December 12, 2013
THE MOVIE LOGTuesday, October 29, 2013
Moacir: an honest foray into a troubled success story
“The story of Moacir is unbelievable; the least it deserves is a film. He’s Brazilian, but is an Argentine citizen since 1984. He has a natural talent for singing and communicating emotions. He came to Argentina with a dream: to leave poverty behind and develop a musical career. The same year he arrived in Argentina, he registered 12 songs under his name. But he couldn’t do much since poverty and his mental disorders prevented him from seeing his dream come true. Twenty seven years later, his songs were rescued for this film. Among them, there are tangos, sambas, carnival songs and boleros,” said Argentine film director Tomás Lipgot about Moacir, his latest documentary recently released on DVD, accompanied by a CD with all of Moacir’s songs. Finally, his most cherished dream has come true.
Moacir, the film, is a heartfelt and appealing portrayal of a unique individual whose life has had plenty of hardships, and yet who’s managed to live to tell the tale — and not without a contagious sense of humour. It’s a difficult film to make, and yet a film that has turned out to be very accomplished. It’s a film that requires a strong narrative focus, but without ever leaving aside its deliberate and most alluring laid back attitude towards Moacir and his harsh life story. It so happens Moacir was an intern in the Borda Public Mental Hospital when Lipgot met him at the time of making Fortalezas, his first documentary. After much effort, the proper medical treatments, and a firm determination to overcome adversity, this unusual Brazilian singer is now out of the hospital and living his own life on a pension fund. And, finally, his songs have been commercially launched.
Filmmaker Lipgot has indeed tackled a subject with multiple facets and has paid careful attention to each of them in order to provide a depiction full of nuances. He masterly avoided all the elements that could have turned the film into a regular mental patient having a good break — and yet he didn’t avoid the real consequences of illness. He has chosen a dignified stance and has stuck to it to the very last frame — and it shows. As if this weren’t enough, in terms of film form, Moacir is precise, solid, and elaborate. But, above all, what makes Moacir, the film, such an enjoyable feature?
I’d say that it basically has to do with a splendid feeling of honesty and love towards Moacir.

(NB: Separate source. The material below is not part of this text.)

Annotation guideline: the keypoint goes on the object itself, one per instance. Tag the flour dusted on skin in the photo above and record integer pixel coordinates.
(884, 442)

But don’t get me wrong: it’s not about being sentimental; instead it’s about being understanding and sensitive. Being downright sentimental usually gives way to sugarcoated depictions that prompt facile, superficial feelings — the kind of feelings you stop having once you’ve left the movie theatre. This is great and even required in a melodrama, but not in a genuine character study.
On the other hand, being understanding and sensitive has to do with connecting yourself to someone in a more profound and meditative fashion. It has to do with involving yourself in deeper levels of understanding to grasp hidden feelings that usually struggle to come to the surface. This film communicates the emotions Moacir himself communicates. So once you’re home, you keep thinking and caring for him, and, perhaps, even hope you can meet him and listen to him sing.